We endeavor to determine the contribution of gangliosides to glaucoma pathogenesis. The ganglioside GM1 undergoes changes in quantity and distribution during glaucoma. GM1 can alter cellular responses to growth factors and immunomodulators, making any observed changes potentially relevant for survival and function of retinal ganglion cells. Once we find how these changes occur, we can determine the impact on retinal ganglion cells and find ways to prevent any negative consequences to ganglion cell function and survival.

Related papers

“Heterogeneous Ganglioside Standards in LC-MS/MS: Sensitive Method for Quantifying the Major Molecular Components in Mono-Sialo Ganglioside Standards." J Anal Bioanal Tech S13:009, 2015.

Mitochondria

 

We work to establish whether mitochondrial dysfunction contributes to glaucoma development. Mitochondria provide energy to all cells; we have observed ways in which energy management in the optic nerve is not normal in our glaucoma model. We are following up this observation by analyzing mitochondrial function in the retina and optic nerve compartments. If we confirm mitochondrial dysfunction, we will develop ways to target the specific obstacle in ways that would preserve ganglion cell axon function.

Related papers

“Drp1 levels constitutively regulate mitochondrial dynamics and cell survival in cortical neurons.” Experimental Neurology 218(2): 274-285, 2009.

“Metabolic vulnerability disposes retinal ganglion cell axons to dysfunction in a model of glaucomatous degeneration.” Journal of Neuroscience 30(16):5644-52, 2010.

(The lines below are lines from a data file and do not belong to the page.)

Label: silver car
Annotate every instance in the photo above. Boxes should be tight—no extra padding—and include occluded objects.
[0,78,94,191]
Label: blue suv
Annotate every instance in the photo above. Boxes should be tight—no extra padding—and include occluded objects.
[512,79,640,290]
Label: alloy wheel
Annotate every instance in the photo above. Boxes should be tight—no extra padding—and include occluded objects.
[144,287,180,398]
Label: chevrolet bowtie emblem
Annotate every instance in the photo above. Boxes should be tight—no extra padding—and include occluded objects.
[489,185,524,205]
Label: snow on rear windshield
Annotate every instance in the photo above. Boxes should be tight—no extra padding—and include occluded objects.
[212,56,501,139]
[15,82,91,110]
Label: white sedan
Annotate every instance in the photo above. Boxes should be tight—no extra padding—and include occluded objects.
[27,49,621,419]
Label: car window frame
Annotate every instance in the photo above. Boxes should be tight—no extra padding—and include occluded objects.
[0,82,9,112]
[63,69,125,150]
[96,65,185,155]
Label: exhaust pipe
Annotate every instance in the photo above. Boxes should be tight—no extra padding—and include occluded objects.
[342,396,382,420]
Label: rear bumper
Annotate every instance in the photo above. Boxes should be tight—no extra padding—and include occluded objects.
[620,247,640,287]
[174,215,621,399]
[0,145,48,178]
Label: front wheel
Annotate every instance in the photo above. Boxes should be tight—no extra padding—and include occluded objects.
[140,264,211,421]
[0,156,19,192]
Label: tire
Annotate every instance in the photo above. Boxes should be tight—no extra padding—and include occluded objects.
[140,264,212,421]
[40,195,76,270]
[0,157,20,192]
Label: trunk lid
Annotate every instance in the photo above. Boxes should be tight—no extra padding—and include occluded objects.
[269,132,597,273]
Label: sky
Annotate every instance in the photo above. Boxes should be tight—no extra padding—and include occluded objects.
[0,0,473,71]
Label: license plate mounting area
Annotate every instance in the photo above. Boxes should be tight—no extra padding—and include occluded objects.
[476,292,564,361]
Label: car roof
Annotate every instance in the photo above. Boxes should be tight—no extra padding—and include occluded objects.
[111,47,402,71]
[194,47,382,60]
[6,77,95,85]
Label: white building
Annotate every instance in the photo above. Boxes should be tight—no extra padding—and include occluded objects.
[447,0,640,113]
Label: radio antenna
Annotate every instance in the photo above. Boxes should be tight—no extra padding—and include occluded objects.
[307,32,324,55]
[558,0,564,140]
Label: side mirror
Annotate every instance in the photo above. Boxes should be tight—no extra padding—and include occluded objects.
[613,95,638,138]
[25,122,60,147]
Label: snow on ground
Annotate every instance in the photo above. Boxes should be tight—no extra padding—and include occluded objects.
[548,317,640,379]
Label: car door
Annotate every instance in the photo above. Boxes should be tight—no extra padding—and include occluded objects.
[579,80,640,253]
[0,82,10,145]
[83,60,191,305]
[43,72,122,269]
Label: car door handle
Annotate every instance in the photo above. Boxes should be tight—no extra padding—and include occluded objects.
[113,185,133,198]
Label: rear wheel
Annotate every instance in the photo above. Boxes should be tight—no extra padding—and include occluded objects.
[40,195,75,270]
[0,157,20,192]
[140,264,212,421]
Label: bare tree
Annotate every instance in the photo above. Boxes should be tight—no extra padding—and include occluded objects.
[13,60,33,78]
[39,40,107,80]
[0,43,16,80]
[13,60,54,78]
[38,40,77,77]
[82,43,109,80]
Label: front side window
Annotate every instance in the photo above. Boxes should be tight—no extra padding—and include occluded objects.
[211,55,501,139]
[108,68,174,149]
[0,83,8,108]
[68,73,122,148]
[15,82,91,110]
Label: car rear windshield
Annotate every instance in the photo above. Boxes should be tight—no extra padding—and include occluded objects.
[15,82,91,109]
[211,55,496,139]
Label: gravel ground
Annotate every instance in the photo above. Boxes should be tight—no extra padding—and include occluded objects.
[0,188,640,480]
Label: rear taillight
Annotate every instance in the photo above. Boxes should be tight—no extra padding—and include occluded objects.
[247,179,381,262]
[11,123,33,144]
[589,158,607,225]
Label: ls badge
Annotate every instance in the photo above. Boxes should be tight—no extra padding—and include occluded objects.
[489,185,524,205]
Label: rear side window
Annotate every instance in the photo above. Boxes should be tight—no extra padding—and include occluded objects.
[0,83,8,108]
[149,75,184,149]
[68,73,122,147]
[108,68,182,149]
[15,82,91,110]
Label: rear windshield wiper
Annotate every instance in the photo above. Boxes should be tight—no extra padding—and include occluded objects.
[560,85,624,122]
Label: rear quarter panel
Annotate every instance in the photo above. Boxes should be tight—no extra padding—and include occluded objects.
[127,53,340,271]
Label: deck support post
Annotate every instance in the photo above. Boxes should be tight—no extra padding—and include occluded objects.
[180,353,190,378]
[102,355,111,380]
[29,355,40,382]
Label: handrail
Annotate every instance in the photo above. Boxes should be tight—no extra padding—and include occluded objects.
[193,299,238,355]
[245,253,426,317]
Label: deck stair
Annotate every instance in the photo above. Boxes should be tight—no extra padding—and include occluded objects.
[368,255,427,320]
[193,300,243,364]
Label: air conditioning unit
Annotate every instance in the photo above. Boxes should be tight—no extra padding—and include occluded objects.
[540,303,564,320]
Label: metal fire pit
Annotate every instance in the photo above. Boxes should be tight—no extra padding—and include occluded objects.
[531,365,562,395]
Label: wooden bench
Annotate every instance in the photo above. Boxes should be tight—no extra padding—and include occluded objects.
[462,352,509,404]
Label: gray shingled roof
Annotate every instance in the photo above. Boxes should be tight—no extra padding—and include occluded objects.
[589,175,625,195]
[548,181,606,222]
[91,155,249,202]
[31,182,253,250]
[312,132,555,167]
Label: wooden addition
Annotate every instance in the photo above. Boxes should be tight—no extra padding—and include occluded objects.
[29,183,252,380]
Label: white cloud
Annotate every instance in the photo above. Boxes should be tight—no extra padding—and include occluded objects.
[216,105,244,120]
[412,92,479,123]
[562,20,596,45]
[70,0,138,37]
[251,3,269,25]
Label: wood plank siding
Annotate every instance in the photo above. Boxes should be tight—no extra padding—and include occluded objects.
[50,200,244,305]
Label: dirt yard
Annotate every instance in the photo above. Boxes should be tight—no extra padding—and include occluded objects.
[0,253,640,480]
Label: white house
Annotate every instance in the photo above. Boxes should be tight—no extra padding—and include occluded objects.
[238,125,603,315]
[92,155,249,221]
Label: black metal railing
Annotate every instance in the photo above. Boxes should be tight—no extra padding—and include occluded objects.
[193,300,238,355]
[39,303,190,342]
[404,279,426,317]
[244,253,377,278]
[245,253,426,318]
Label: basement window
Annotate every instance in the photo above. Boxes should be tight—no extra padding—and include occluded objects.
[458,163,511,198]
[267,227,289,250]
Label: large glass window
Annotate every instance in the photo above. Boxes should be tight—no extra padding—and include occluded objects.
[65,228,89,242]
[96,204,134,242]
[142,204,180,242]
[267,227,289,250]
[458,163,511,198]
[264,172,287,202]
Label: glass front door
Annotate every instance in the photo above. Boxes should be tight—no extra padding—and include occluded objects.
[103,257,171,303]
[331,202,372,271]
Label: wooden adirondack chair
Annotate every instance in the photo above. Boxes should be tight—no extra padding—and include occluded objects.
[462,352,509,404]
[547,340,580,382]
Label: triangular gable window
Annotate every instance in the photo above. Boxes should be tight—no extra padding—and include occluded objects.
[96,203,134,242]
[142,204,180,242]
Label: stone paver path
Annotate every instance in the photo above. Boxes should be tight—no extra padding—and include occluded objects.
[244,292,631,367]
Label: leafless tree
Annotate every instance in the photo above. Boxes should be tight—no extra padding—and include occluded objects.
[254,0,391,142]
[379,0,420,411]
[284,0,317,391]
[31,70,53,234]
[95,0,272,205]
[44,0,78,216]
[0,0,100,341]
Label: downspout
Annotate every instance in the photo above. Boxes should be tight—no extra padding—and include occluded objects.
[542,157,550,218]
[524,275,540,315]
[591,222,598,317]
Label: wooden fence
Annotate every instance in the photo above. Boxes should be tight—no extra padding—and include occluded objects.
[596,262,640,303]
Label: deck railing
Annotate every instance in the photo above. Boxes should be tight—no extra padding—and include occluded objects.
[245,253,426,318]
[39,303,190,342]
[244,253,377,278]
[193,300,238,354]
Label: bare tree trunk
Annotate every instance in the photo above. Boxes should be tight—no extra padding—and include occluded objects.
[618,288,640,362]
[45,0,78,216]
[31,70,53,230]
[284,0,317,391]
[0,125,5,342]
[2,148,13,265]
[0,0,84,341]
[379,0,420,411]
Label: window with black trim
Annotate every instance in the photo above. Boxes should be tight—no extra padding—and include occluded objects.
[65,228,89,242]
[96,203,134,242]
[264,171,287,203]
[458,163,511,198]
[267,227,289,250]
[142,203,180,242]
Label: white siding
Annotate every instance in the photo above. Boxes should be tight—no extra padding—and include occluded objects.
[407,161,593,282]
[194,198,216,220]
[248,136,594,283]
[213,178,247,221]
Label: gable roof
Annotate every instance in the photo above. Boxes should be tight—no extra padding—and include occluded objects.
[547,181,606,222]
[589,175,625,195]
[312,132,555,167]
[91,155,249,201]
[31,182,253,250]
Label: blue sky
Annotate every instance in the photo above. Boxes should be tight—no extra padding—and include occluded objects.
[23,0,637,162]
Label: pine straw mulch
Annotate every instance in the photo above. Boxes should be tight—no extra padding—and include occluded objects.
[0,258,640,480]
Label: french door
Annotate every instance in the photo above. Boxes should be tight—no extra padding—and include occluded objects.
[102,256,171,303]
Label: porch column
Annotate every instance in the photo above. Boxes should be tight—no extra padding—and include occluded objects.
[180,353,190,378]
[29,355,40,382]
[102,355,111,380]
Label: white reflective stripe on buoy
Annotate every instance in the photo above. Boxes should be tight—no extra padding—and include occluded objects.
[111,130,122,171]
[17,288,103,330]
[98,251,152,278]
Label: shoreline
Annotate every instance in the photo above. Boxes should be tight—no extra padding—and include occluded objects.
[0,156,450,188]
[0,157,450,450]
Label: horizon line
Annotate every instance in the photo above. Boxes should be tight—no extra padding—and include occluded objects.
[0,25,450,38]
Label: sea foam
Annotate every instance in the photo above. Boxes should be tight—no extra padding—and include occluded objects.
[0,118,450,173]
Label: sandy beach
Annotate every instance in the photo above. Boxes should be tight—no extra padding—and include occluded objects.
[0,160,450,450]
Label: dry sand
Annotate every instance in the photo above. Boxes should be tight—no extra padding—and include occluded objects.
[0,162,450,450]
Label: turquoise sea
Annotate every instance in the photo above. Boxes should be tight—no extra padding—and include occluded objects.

“Mitochondrial Morphology Differences and Mitophagy Deficit in Murine Glaucomatous Optic Nerve." Investigative Ophthalmology and Visual Science 56:1437–1446, 2015.

“Decreased Energy Capacity and Increased Autophagic Activity in Optic Nerve Axons with Defective Anterograde Transport." Investigative Ophthalmology and Visual Science, 56(13):8215-27, 2015.